Heparin, analytical chemists to the rescue, and how bias could hurt open science

I was really impressed by the science that tracked down the problem with the contaminated heparin. It made me think of the enormity of coming up with good data in contentious issues like this. I have to wonder what this kind of issues a loaded question like “is this heparin contaminated?” would present for open science.

For people who are unfamiliar, heparin is a drug derived from meat animals that prevents blood coagulation. It’s really important for dialysis patients because in dialysis, blood is passed through a machine to remove the wastes that would usually go out as urine. The machine doesn’t like coagulated blood, an your body doesn’t want the coagulated blood back. So it’s important that it stay un-coagulated. Given that, heparin is pretty important. A bunch of people got sick taking heparin recently (66 died, sadly) and it was up to the analytical chemists to figure out why. It turned out that an impurity was causing the adverse reaction, but the impurity was so similar to the real heparin that it was being missed by the usual tests. In fact, thee have been some allegations that the impurity was deliberately introduced because it is cheaper, and in standard tests will show up as the legitimate compound.

heparin structure diagram from wikipedia
So, to get this figured out, the FDA did something clever. They gave a bunch of samples of the questionable heparin and the good heparin to some analytical chemists, but they didn’t tell the chemists which was which. Two groups of chemists looked for a contaminant and found the same thing independently. The fact that they both found the same impurity in the same sample is good evidence. But without knowing in the first place which sample caused health problems made the conclusion all the stronger.

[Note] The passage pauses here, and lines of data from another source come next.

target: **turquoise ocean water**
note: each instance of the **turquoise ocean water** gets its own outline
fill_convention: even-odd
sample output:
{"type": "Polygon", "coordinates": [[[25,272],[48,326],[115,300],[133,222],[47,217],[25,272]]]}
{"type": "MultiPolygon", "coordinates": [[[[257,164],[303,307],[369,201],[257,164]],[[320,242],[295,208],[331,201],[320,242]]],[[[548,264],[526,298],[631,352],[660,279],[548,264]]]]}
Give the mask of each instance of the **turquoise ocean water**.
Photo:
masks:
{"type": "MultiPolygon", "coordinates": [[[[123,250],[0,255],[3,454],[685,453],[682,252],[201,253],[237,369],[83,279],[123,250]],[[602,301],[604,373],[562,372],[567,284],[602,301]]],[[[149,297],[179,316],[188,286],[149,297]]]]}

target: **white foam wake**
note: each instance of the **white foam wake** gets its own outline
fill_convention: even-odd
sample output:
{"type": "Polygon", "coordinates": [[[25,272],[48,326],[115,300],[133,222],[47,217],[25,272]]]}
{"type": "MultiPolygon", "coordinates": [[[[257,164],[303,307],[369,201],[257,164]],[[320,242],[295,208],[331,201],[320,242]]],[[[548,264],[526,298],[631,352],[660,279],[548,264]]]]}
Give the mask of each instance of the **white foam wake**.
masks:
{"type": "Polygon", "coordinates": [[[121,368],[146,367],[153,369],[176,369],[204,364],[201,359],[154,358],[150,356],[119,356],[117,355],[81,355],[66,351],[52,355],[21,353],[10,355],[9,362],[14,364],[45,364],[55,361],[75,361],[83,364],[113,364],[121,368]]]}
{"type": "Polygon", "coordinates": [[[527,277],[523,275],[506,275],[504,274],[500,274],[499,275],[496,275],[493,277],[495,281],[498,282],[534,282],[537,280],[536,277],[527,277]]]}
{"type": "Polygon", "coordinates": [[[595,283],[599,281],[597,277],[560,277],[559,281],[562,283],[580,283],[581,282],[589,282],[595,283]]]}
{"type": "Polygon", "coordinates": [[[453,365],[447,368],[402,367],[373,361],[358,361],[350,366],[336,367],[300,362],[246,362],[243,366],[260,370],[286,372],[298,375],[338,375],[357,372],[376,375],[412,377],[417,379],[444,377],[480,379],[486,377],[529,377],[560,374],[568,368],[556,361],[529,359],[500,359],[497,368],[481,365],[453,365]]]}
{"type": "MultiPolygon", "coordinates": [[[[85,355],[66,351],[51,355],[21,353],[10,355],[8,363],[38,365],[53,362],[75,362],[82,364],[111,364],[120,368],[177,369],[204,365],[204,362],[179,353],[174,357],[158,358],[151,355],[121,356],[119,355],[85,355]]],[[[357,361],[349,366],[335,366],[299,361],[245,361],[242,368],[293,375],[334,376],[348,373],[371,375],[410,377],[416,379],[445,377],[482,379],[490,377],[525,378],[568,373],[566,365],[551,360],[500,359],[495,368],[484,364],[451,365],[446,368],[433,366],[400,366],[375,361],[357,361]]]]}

But I would like to point out that this kind of science is hard. We’re looking at a lot of work, yes. But in this kind of business, it’s so murky and so easy to be biased that careful people need to blind themselves to the facts that might affect their interpretations. I’ve been reading a lot about open science recently, and I think it’s a marvelous idea: share data the way people share code so that the maximum good can come from whatever work people are doing. The problem with the idea is that whole “science is hard” thing. If people start sharing preliminary data, and they have biases and they share these biases, we could end up with open sciecne discrediting itself pretty fast. Unlike broken code that just doesn’t work, broken science can persist for a long time. It would be a shame to see something so promising become the home of charlatans and the self-delusional.